My first exposure to Queens, NY emcee Homeboy Sandman was back in 2011, when he opened for CunninLynguists in Washington, D.C. during the group’s Oneirology tour. Since then, he’s released several albums across many indie hip-hop labels, from Stones Throw to Rhymesayers. His latest release, “Rich”, is entirely produced by Mono En Stereo. His style is melding complex rhymes together with near-impossible ease, and which he attempts on “Rich.” The production is as varied as the lyrical topics, but sometimes the manner by which said topics are conveyed can be a little grating. But confined to eleven tracks, the listening experience wasn’t that bad.

Starting with “Fine”, with production consisting of marching band snares and gospel crooning, Sand makes use of the time he has to rap sixteen bars and attempt to sing before the less-than-two minutes timer goes off. For “Bop”, he employs a particularly monotone flow during his verses which could’ve benefitted from some kind of a hook, be it rapped or even a DJ scratching in vocal samples. However, the vibe changes once we arrive at “Therapy”, which is too short to be an album single, but occupies that role nonetheless. Giving his thoughts on the current state of hip-hop within ninety seconds, Sand lets loose like a patient on Sigmund Freud’s couch:



Mono’s production takes a slowed-down and chill party turn on “Biology”, where Sand makes use of several biological terms as wordplay and extended metaphors. For example, “Seasoned public speaker / Know vas deferens from urethra / Eureka & nipples from areola / that’s why I’m the apple in eye of every rap promoter.” There’s a Blaxploitation-style beat on “Then We Broke Up”, which details in almost tongue-in-cheek fashion Sand breaking up with a girl from what appeared to be a fun relationship. The second single, “Off the Rip”, is a cheesy meditation on a happy life, accentuated by its “Ozzie and Harriet”-like musical backdrop:



On “Nevermind”, Sand raps stream-of-consciousness over production that relies on a loop to maintain interest with no change-ups, though lines like “Attention while I check under the hood / True expression is more important than being understood” have thought-provoking elements. The same method is utilized on “Loner”, but with a looped guitar sample instead to provide musical context to Sand explaining his habits to a departed lover. “Crazy” is driven by a woodwind sample, but actually has snares and hi-hats which makes it the most intriguing part of the production, and this far into the album, at that. Lyrically, Sand acknowledges those who’ve deemed him crazy for going against type.

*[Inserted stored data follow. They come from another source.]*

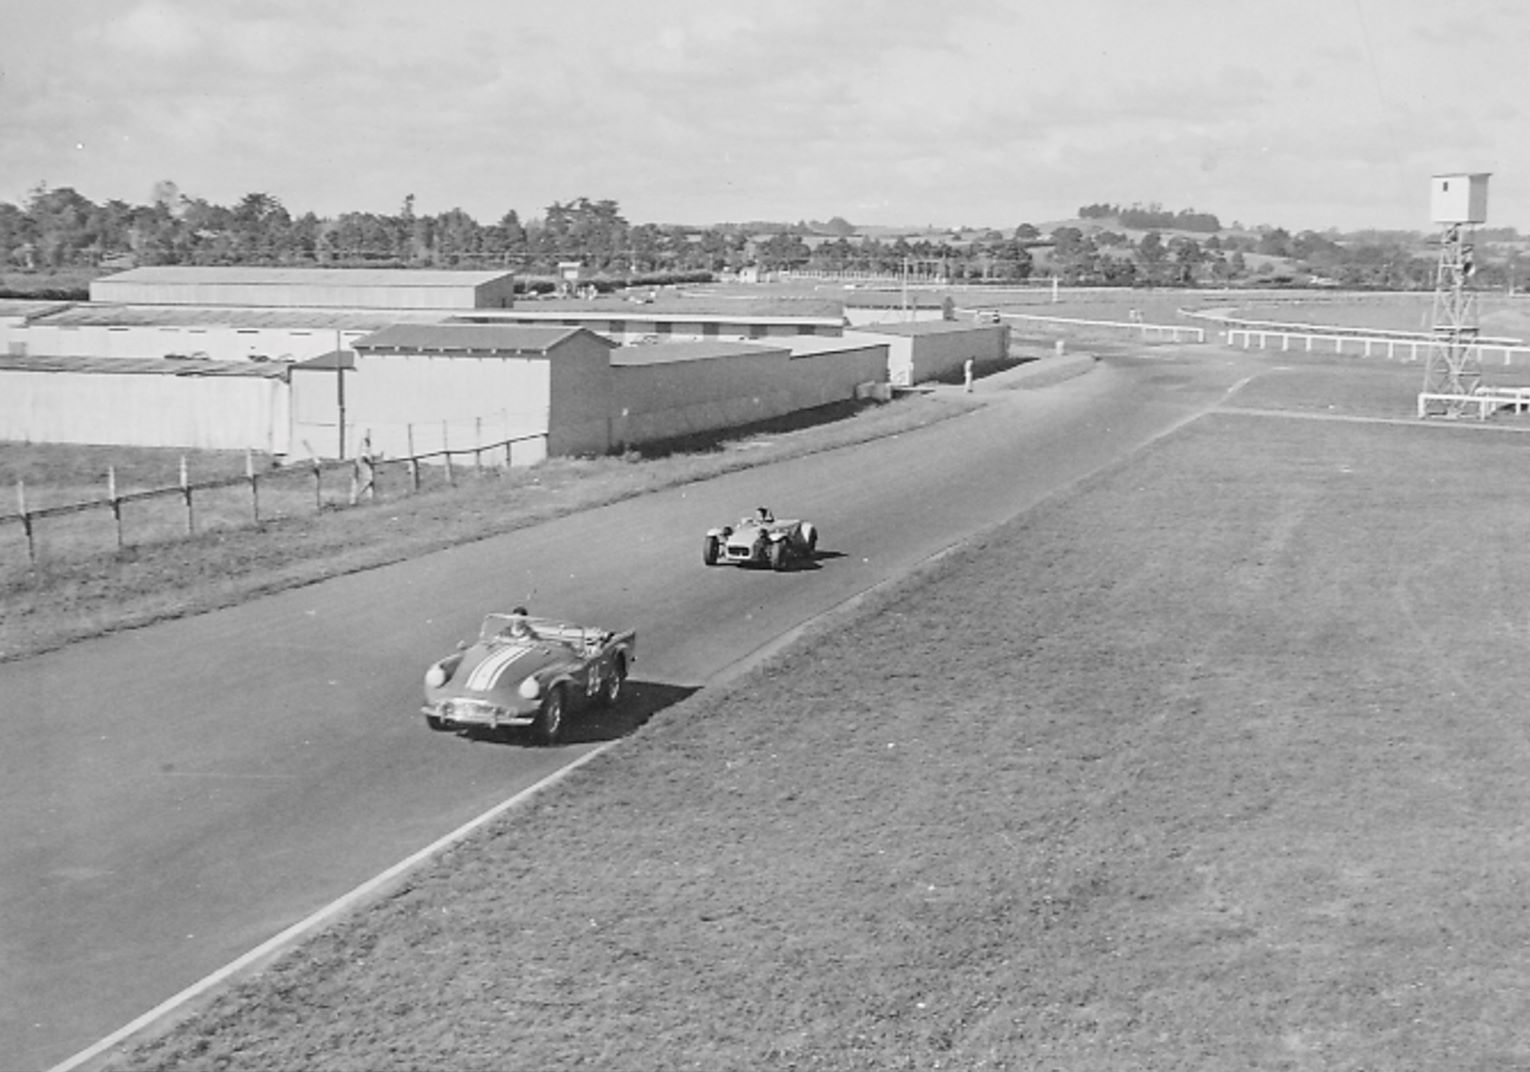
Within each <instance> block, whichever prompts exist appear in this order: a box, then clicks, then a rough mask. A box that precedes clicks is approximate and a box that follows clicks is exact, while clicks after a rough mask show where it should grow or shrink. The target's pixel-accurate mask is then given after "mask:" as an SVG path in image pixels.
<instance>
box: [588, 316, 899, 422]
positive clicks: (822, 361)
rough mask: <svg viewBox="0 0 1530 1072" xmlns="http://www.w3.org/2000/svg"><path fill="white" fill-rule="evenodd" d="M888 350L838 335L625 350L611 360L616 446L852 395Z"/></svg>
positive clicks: (778, 412)
mask: <svg viewBox="0 0 1530 1072" xmlns="http://www.w3.org/2000/svg"><path fill="white" fill-rule="evenodd" d="M886 367H887V358H886V346H884V344H868V343H864V341H855V343H851V341H846V339H841V338H793V339H782V343H780V344H756V343H734V341H721V339H713V341H702V343H695V341H693V343H655V344H646V346H626V347H621V349H620V350H615V352H614V353H612V355H610V372H612V395H614V399H615V401H614V410H612V417H610V436H612V443H614V445H618V447H621V445H635V443H649V442H659V440H666V439H676V437H679V436H690V434H696V433H704V431H716V430H721V428H737V427H742V425H750V424H756V422H759V421H768V419H773V417H779V416H785V414H788V413H797V411H802V410H811V408H814V407H819V405H828V404H831V402H841V401H848V399H852V398H855V388H857V387H858V385H860V384H863V382H868V381H875V379H878V378H883V379H884V378H886Z"/></svg>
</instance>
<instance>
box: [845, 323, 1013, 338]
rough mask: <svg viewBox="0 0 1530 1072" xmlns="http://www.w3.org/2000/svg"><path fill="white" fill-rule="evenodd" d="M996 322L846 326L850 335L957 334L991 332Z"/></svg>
mask: <svg viewBox="0 0 1530 1072" xmlns="http://www.w3.org/2000/svg"><path fill="white" fill-rule="evenodd" d="M994 327H996V324H970V323H967V321H964V320H901V321H897V323H890V324H857V326H855V327H846V329H845V333H846V335H851V333H855V335H959V333H961V332H991V330H993V329H994Z"/></svg>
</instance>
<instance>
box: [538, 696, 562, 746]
mask: <svg viewBox="0 0 1530 1072" xmlns="http://www.w3.org/2000/svg"><path fill="white" fill-rule="evenodd" d="M531 731H532V736H534V737H535V739H537V743H539V745H557V743H558V739H560V737H562V736H563V690H562V688H552V690H549V691H548V696H546V699H545V700H542V710H540V711H537V720H535V723H534V725H532V726H531Z"/></svg>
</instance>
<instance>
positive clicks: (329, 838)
mask: <svg viewBox="0 0 1530 1072" xmlns="http://www.w3.org/2000/svg"><path fill="white" fill-rule="evenodd" d="M1149 353H1151V356H1141V358H1120V359H1111V361H1108V362H1100V364H1099V367H1095V369H1094V370H1092V372H1089V373H1088V375H1083V376H1079V378H1076V379H1069V381H1066V382H1062V384H1057V385H1053V387H1045V388H1040V390H1007V391H998V390H994V391H991V398H993V405H988V407H985V408H982V410H979V411H976V413H973V414H968V416H964V417H958V419H953V421H947V422H942V424H939V425H933V427H930V428H924V430H920V431H915V433H907V434H903V436H895V437H889V439H883V440H877V442H872V443H863V445H858V447H851V448H841V450H835V451H829V453H825V454H817V456H811V457H802V459H796V460H791V462H783V463H777V465H771V466H763V468H757V469H750V471H744V473H734V474H730V476H725V477H719V479H715V480H707V482H702V483H693V485H687V486H684V488H676V489H670V491H664V492H658V494H652V495H646V497H641V499H635V500H629V502H624V503H618V505H614V506H606V508H601V509H594V511H589V512H583V514H577V515H571V517H566V518H562V520H557V521H551V523H546V525H539V526H535V528H531V529H523V531H517V532H511V534H506V535H503V537H497V538H493V540H485V541H480V543H474V544H468V546H462V547H456V549H451V551H445V552H439V554H435V555H428V557H425V558H419V560H415V561H409V563H401V564H396V566H389V567H384V569H376V570H369V572H363V573H353V575H349V577H341V578H337V580H332V581H326V583H321V584H314V586H309V587H303V589H297V590H291V592H285V593H280V595H274V596H268V598H262V599H257V601H254V603H249V604H245V606H240V607H234V609H229V610H220V612H216V613H208V615H202V616H196V618H187V619H184V621H174V622H167V624H162V625H155V627H150V629H141V630H133V632H127V633H121V635H116V636H109V638H103V639H98V641H89V642H83V644H75V645H72V647H69V648H66V650H61V651H55V653H50V655H46V656H40V658H35V659H29V661H23V662H15V664H9V665H0V713H3V716H5V725H6V734H8V740H6V748H5V749H3V751H0V1067H3V1069H18V1070H21V1069H41V1067H47V1066H50V1064H55V1063H58V1061H63V1060H66V1058H67V1057H70V1055H72V1054H75V1052H78V1051H81V1049H84V1048H86V1046H89V1044H92V1043H93V1041H96V1040H98V1038H101V1037H104V1035H107V1034H110V1032H112V1031H115V1029H118V1028H119V1026H122V1025H124V1023H127V1022H130V1020H133V1018H135V1017H138V1015H141V1014H142V1012H145V1011H147V1009H150V1008H153V1006H156V1005H158V1003H159V1002H162V1000H165V999H167V997H170V996H173V994H176V992H177V991H181V989H182V988H185V986H188V985H191V983H194V982H196V980H197V979H200V977H203V976H207V974H208V973H211V971H214V970H217V968H219V966H222V965H225V963H228V962H229V960H233V959H236V957H239V956H240V954H243V953H245V951H248V950H251V948H254V947H256V945H259V944H260V942H263V940H266V939H268V937H271V936H272V934H277V933H280V931H282V930H283V928H286V927H289V925H291V924H294V922H295V921H298V919H303V918H304V916H308V914H309V913H312V911H315V910H317V908H320V907H321V905H324V904H327V902H329V901H332V899H334V898H337V896H340V895H343V893H346V892H347V890H350V888H353V887H356V885H358V884H361V882H363V881H366V879H367V878H370V876H373V875H376V873H378V872H381V870H384V869H386V867H389V866H390V864H395V862H396V861H399V859H402V858H404V856H407V855H410V853H412V852H416V850H418V849H421V847H422V846H425V844H430V843H431V841H435V840H436V838H439V836H441V835H444V833H447V832H448V830H451V829H454V827H457V826H461V824H462V823H465V821H468V820H470V818H473V817H474V815H477V814H480V812H483V810H487V809H488V807H491V806H493V804H496V803H499V801H502V800H505V798H506V797H509V795H513V794H514V792H517V791H519V789H523V788H526V786H529V785H532V783H534V781H537V780H540V778H543V777H545V775H548V774H549V772H552V771H555V769H557V768H560V766H563V765H566V763H568V762H571V760H574V759H577V757H578V755H581V754H584V752H588V751H589V749H591V748H595V746H598V745H600V743H603V740H609V739H610V737H612V736H618V734H621V733H626V731H630V729H632V728H633V725H636V723H638V722H640V720H641V719H646V717H662V708H664V707H666V705H669V703H672V702H675V700H678V699H682V697H684V696H687V694H688V693H690V691H695V690H696V688H705V687H707V684H708V682H711V681H718V679H721V677H722V676H725V674H728V673H731V671H736V670H737V667H739V665H742V664H744V662H747V661H748V659H751V658H754V656H756V655H757V653H759V651H762V650H763V648H767V647H768V645H770V644H771V642H773V641H776V639H777V638H780V636H782V635H783V633H786V632H789V630H793V629H796V627H799V625H802V624H803V622H808V621H811V619H812V618H815V616H819V615H822V613H825V612H826V610H831V609H832V607H835V606H838V604H841V603H845V601H846V599H851V598H854V596H855V595H858V593H861V592H864V590H868V589H871V587H874V586H877V584H881V583H884V581H890V580H895V578H897V577H900V575H903V573H904V572H907V570H909V569H910V567H913V566H916V564H918V563H921V561H924V560H926V558H929V557H930V555H935V554H938V552H941V551H944V549H946V547H949V546H952V544H955V543H958V541H961V540H962V538H965V537H968V535H972V534H973V532H978V531H982V529H985V528H988V526H993V525H996V523H999V521H1004V520H1007V518H1010V517H1013V515H1014V514H1017V512H1021V511H1024V509H1027V508H1028V506H1031V505H1034V503H1037V502H1039V500H1042V499H1043V497H1047V495H1048V494H1053V492H1056V491H1057V489H1062V488H1066V486H1068V485H1071V483H1073V482H1076V480H1079V479H1080V477H1085V476H1088V474H1089V473H1094V471H1097V469H1100V468H1102V466H1106V465H1109V463H1112V462H1114V460H1117V459H1121V457H1125V456H1128V454H1129V453H1132V451H1134V450H1137V448H1138V447H1141V445H1143V443H1146V442H1149V440H1151V439H1154V437H1155V436H1158V434H1161V433H1163V431H1164V430H1169V428H1172V427H1177V425H1178V424H1181V422H1184V421H1187V419H1190V417H1193V416H1195V414H1196V413H1200V411H1203V410H1204V408H1207V407H1210V405H1215V404H1216V402H1218V401H1219V399H1221V398H1222V395H1224V393H1226V390H1227V388H1229V387H1230V385H1232V384H1235V382H1236V381H1238V379H1239V378H1242V376H1245V375H1248V370H1250V361H1248V358H1245V356H1242V355H1236V353H1227V352H1221V350H1215V349H1193V350H1190V349H1186V350H1169V349H1157V350H1152V352H1149ZM757 505H768V506H773V508H774V509H776V512H777V515H780V517H805V518H808V520H811V521H814V523H815V525H817V526H819V528H820V531H822V540H820V544H819V551H820V560H819V561H817V563H814V564H812V566H806V567H800V569H794V570H791V572H785V573H771V572H768V570H744V569H737V567H730V566H722V567H715V569H707V567H704V566H702V564H701V543H702V534H704V532H705V529H707V528H708V526H713V525H721V523H725V521H730V520H734V518H737V517H739V515H742V514H747V512H751V511H753V509H754V506H757ZM378 512H379V523H386V506H382V508H379V511H378ZM516 603H526V604H528V606H529V607H531V609H532V612H534V613H542V615H548V616H558V618H568V619H574V621H588V622H592V624H595V622H598V624H604V625H607V627H621V629H627V627H635V629H636V630H638V662H636V667H635V668H633V682H635V690H633V694H632V696H630V697H629V700H630V705H629V707H626V708H624V711H623V716H621V717H617V719H606V720H601V722H595V723H588V725H584V728H583V733H580V729H578V728H575V742H574V743H569V745H565V746H560V748H554V749H535V748H528V746H522V745H514V743H499V742H490V740H468V739H462V737H454V736H450V734H433V733H430V731H427V729H425V726H424V722H422V719H421V717H419V714H418V705H419V679H421V674H422V673H424V670H425V667H427V665H428V662H430V661H431V659H435V658H438V656H439V655H445V653H447V651H450V650H451V647H453V644H454V642H456V641H457V639H462V638H467V636H471V635H473V632H474V630H476V625H477V621H479V619H480V616H482V615H483V613H485V612H488V610H503V609H508V607H509V606H513V604H516Z"/></svg>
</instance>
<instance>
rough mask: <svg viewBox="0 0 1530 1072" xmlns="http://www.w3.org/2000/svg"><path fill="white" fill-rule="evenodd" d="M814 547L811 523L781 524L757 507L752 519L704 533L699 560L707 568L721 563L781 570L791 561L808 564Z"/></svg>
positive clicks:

Finally, the last two tracks to close out the album are “He Didn’t Do Anything” and “Who Are You?, the former being a jazz sample with both a looped piano riff and bass line. On the latter, the jazz production continues, but with Sand delivering a chopped-up verse. The word “rich” can be defined as “plentiful and abundant.” However, considering the significant dearth evident by the end, Homeboy Sandman’s album of the same name falls short of it.